Things get more expensive over time. CocaCola was famously only a nickle for many years, but now a Coke will run you $1 or more. So future money is worth less than current money because all the things you buy with it will be (on average) more expensive.

Inflation is also relevant to DCF, but it will often get built in to other factors.

Think of how likely it is you’ll actually get paid

If someone promised you $100 in 1 year, there’s a chance they may be lying. Even if they’re completely trustworthy, there’s a whole number of things that can happen to prevent them from paying you. They can go bankrupt, they can misplace your information and not know how to contact you, they may pay you late, it’s even possible that in a year, we’re no longer using US Dollars (not remotely likely, but not impossible). All of these factors can be combined into ‘risk.’ Essentially the riskier the entity offering you the $100 bill, the less it’s worth right now. So if your friend who’s bad with money makes the offer, it’s worth less than if your savvy, rich friend makes the offer.

So how does this affect my brewery, bar, or business?

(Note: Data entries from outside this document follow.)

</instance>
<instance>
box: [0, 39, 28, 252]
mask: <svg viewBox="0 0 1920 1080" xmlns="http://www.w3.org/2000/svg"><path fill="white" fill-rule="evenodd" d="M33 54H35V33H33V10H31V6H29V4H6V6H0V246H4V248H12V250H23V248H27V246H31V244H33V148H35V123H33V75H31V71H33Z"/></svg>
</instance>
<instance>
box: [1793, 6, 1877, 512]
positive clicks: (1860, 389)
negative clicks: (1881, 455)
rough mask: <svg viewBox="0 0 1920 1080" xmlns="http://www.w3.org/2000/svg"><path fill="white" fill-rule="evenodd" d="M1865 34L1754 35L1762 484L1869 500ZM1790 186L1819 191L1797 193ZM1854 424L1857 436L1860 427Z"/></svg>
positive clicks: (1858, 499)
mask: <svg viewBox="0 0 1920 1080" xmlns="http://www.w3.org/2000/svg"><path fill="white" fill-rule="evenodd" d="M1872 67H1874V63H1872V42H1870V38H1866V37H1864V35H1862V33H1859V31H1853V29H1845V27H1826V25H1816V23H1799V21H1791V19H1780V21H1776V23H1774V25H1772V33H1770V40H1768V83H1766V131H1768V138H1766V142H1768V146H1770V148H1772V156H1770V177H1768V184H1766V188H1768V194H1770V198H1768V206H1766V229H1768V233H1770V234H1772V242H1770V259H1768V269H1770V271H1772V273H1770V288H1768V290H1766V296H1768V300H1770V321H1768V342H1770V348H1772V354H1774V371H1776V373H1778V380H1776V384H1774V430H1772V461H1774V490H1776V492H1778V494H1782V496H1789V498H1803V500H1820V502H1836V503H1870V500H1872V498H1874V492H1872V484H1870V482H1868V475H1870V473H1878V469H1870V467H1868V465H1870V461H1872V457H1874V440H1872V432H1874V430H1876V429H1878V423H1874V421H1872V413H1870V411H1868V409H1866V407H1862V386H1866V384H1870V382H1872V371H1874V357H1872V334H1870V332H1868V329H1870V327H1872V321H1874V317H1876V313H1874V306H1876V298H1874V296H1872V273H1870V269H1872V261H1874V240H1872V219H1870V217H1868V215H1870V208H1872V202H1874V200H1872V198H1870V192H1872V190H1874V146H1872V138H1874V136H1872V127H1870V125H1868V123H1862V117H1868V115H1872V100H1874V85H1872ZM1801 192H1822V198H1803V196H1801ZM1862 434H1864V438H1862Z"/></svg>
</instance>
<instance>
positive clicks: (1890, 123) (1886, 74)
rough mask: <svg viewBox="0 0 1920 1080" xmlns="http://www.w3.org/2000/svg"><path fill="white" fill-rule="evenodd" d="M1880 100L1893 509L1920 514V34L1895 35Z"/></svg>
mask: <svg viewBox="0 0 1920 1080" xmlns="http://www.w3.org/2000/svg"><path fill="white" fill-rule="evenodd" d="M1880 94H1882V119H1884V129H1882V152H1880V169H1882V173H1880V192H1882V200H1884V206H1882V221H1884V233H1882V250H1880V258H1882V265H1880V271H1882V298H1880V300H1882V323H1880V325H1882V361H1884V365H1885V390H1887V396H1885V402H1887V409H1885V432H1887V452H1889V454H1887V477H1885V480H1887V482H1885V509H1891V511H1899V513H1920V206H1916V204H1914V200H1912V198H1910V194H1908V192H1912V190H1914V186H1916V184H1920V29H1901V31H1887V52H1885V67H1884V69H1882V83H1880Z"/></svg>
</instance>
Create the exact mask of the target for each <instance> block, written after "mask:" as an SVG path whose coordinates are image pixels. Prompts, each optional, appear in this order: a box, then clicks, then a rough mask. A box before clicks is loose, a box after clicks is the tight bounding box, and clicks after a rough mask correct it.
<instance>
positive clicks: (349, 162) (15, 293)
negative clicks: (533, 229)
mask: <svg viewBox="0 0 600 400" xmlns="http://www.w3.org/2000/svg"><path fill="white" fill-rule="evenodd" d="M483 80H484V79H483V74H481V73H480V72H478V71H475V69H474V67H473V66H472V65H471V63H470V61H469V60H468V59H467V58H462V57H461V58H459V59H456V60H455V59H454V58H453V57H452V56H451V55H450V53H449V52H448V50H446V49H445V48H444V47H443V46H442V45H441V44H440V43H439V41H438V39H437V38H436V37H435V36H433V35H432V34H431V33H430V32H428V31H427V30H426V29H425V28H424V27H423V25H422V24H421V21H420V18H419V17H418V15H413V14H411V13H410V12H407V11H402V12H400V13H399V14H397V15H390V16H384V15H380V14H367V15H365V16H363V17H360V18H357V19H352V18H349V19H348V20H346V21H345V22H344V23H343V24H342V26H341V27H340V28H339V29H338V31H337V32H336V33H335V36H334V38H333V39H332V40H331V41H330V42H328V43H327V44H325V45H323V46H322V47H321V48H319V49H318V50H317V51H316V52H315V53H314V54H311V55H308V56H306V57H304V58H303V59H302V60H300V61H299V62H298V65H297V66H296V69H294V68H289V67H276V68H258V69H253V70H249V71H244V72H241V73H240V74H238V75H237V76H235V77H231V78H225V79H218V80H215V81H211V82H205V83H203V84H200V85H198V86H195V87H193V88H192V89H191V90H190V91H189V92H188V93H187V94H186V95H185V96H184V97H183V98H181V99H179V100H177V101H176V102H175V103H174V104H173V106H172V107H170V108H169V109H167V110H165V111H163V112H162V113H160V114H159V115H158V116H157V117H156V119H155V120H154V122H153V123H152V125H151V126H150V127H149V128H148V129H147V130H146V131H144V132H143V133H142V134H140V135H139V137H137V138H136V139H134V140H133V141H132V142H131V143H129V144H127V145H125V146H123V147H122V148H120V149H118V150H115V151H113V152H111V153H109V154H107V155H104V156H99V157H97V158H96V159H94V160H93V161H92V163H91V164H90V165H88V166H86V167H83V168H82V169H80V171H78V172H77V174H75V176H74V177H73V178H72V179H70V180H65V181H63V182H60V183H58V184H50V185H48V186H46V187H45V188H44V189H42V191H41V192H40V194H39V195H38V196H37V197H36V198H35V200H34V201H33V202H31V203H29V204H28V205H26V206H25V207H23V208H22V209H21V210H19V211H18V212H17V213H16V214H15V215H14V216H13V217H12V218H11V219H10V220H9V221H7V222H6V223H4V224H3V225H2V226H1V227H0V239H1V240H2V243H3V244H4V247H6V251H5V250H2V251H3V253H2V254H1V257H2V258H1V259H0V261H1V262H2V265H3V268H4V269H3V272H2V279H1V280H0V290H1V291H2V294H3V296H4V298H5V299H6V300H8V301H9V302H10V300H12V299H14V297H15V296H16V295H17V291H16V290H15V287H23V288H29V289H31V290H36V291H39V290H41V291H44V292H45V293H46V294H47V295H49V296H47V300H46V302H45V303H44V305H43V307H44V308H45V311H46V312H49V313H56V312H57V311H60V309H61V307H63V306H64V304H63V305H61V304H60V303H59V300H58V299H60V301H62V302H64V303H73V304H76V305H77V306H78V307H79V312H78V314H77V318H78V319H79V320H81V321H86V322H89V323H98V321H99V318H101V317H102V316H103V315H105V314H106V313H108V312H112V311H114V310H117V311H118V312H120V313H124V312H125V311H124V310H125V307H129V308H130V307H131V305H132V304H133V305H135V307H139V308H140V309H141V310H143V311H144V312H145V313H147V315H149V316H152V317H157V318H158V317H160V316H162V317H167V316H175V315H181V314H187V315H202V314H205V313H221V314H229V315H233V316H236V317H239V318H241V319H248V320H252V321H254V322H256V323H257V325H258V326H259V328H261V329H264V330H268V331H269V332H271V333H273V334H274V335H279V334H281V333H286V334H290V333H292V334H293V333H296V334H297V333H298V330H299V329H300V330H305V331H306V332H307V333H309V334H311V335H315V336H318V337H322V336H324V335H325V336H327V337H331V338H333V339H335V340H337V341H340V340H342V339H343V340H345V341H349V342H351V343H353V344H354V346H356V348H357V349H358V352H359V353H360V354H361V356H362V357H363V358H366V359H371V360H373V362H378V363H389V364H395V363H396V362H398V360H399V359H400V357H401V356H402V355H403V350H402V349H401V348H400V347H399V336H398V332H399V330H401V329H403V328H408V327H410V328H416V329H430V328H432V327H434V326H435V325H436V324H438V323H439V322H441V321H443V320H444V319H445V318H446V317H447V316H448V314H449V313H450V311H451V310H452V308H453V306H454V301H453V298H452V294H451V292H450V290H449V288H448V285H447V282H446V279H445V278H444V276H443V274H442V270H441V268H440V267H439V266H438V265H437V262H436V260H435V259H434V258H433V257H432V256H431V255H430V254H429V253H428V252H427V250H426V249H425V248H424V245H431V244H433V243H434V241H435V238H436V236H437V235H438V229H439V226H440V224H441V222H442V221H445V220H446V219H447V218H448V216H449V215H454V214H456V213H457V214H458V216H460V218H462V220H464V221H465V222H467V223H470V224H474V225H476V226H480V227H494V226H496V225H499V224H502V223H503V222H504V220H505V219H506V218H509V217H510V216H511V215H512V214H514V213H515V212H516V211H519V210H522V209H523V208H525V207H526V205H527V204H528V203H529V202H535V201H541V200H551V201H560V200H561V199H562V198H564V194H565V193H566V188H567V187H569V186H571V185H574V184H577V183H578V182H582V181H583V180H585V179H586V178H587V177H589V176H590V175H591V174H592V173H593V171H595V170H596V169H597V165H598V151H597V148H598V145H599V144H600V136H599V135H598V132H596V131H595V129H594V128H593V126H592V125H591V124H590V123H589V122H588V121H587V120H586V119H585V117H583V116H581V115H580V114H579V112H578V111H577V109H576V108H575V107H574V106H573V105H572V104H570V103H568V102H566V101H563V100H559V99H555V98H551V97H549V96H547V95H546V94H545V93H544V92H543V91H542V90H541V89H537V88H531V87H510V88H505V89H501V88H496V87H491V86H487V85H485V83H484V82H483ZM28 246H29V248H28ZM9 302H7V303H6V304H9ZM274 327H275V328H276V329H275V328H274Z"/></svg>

Every day, you’re investing your money. Each time you buy ingredients, a case of beer, new furniture, or anything else, you’re hoping there will be a payoff in the future. You’re spending today’s dollars for the hope of even more of tomorrow’s dollars. But how many of tomorrow’s dollars do you need to make today’s investment worth it? If you’re cellaring a beer that costs $10 today, how much should you charge for that beer 1 year from now? Or what if you don’t have enough money right now to invest in everything you’d like to invest in? This is where Time Value of Money helps. TVM is the conceptual foundation of the ‘Discounted Cash Flow,’ a tool that helps you figure out what all of these opportunities are worth right now.